О том, что ещё предстоит нам почувствовать в торговле
В феврале пошли новости о том, что некоторые китайские финансовые организации, как и ряд поставщиков, начали либо останавливать платежи и поставки, либо серьёзно их притормаживать.
Процесс этот в реальности не был столь уж масштабным, однако некоторые финансовые структуры, остановившие платежи, имеют статус довольно серьёзных операторов, вроде Chouzhou Commercial Bank, и сигнал этот многих в России заставил задуматься.
Через неделю аналогичные новости пошли уже с западного направления — из Турции. Проблема здесь была в целом ожидаемая (ужесточение работы по сделкам, связанным с Россией, идёт с декабря), а вот масштаб оказался больше китайского. Речь уже идёт не о единичных, пусть и крупных операторах, а о системе расчётов в целом. Причём как для физических, так и для юридических лиц.
Ситуация на этом направлении сложилась очень неприятная и довольно чувствительная, поскольку, несмотря на все сложности, Турция для нужд импорта, в том числе «параллельного», всё равно остаётся одним из двух (вместе с Китаем) основных каналов.
Это сложнейшая задача. Причём именно в секторе оборудования, электроники и высоких технологий. Сырьевикам «путать схемы» все-таки намного проще. Здесь будут необходимы и изменение подходов логистов, и изменение подходов со стороны государства. Чем быстрее это будет осознано, тем лучше.
Просто взять и перейти к примеру «из Турции в Пакистан» не так-то просто, как может показаться со стороны. Минимум полгода придётся выстраивать отношения, изучать, находить общий язык, притираться к особенностям других финансовой и таможенной систем, спотыкаться о подводные камни. А заодно нести немалые расходы, терять деньги на неизбежных ошибках — ресурсы, которые надо будет ещё где-то найти и обосновать необходимость трат для инвестора.
Одновременно на вас будут висеть клиентские обязательства, контракты, предоплаты, ответственность за текущие поставки. По сути дела, «вскрыть» в логистике новое направление — это равноценно созданию нового бизнеса.
Операторы предпочитают выжимать из того направления, на котором работают, тот максимум, который возможен. И вот история с Турцией как раз даёт возможность посмотреть на то, где же этот самый максимум находится. Нам часто говорят, что «Запад достиг предела санкций», а так ли это?
Рассматривать турецкое направление совсем аналогично китайскому нельзя. Они всё-таки разные, поскольку Турция из числа региональных стран, близких к ЕС, имеет с Европой особые режимы взаимодействия в плане внешней торговли, во многом аналогичные нашим связям в рамках ЕАЭС.
Это уровень полноценного таможенного союза с рядом вытекающих взаимных обязательств. Зато можно будет выделить как общие для Китая и Турции, так и отдельно специфические черты и угрозы.

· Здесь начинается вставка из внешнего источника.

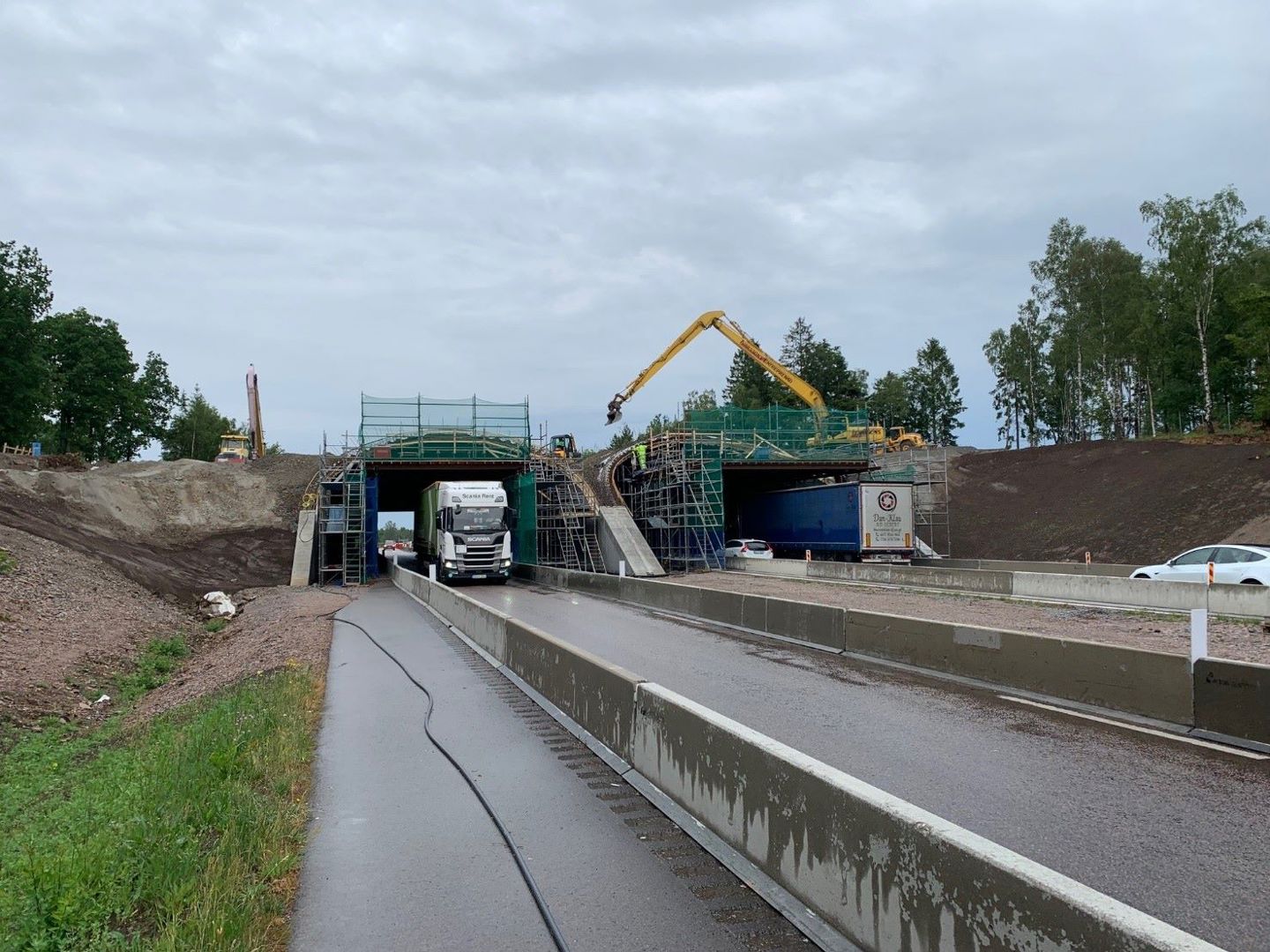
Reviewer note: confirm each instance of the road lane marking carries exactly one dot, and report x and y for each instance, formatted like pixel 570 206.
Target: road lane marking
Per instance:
pixel 1183 738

Более того, с августа прошлого года Анкара ведёт переговоры с ЕС об углублении и расширении таможенного союза — фактически о его переформатировании.
«Мы обсудим это с нашими командами после лета и посмотрим, возможно ли использовать эти новые сигналы из Турции»,
— сказал тогда П. Джентилони, глава Еврокомиссии по экономике. А что это за новые сигналы? Часть из них рассматривалась в материалах.
Турция летом приняла неизбежное — она часть стоимостного кластера Еврозоны со всеми вытекающими не только сложностями, но и бонусами в виде пула инвестиционных фондов, зашедших туда с осени, прямыми инвестициями и даже новыми самолётами. НАТО, «азовцы», о которых столько летом писали, и т. п. — это только часть более крупной модели.
Это уже не гипотетические прогнозы, а факт, и разговоры в наших медиа — вроде тех, что, дескать, Турция из-за своих проблем через некоторое время чуть ли не войдёт в Евразийский союз — тут только вредят.
Ведь раз она войдёт, то зачем логистам строить новые каналы, надо просто потерпеть и подождать пока войдёт, выжимать максимум из существующих. Вот лучше на это не рассчитывать, а строить каналы новые, пусть это и действительно накладно.
Зато на примере Турции можно посмотреть, чего можно ожидать в странах, которые находятся с тем же ЕС на приличном уровне торгового и таможенного взаимодействия. Ведь у ЕС есть особые соглашения и режимы и с Тунисом, с Марокко, с Алжиром и т. д. Просто потому, что Анкаре воленс-ноленс придётся первым номером из нейтральных стран большую часть нормативов всё-таки начать выполнять.
Итак, с чем с декабря частично, а сейчас уже по нарастающей столкнулись операторы? Не принимаются и не отправляются платежи.
Сказать, что банк как финансовая организация не имеет права на такие остановки, нельзя. В любом случае там должны сверить предмет сделки, получить подтверждение её выполнения или условий выполнения, сверить суммы и валюты, проверить получателя и отправителя.
Процедура верификации сделки, или как это иногда называется — «банковский комплаенс», по большому счёту регулируется самой финансовой организацией. Более того, существует системы обмена подобной информацией.
В ливанском банке или израильском вам также могут отказать в проведении транзакции, если вдруг решат, что вы финансируете, например, «Хезболлу» или есть просто подозрение на это. Где-то можно отделаться просто письмом, что не знаете, кто это и что это, а где-то и нет. Это работает обмен данными по протоколам борьбы с отмыванием средств и борьбы с терроризмом.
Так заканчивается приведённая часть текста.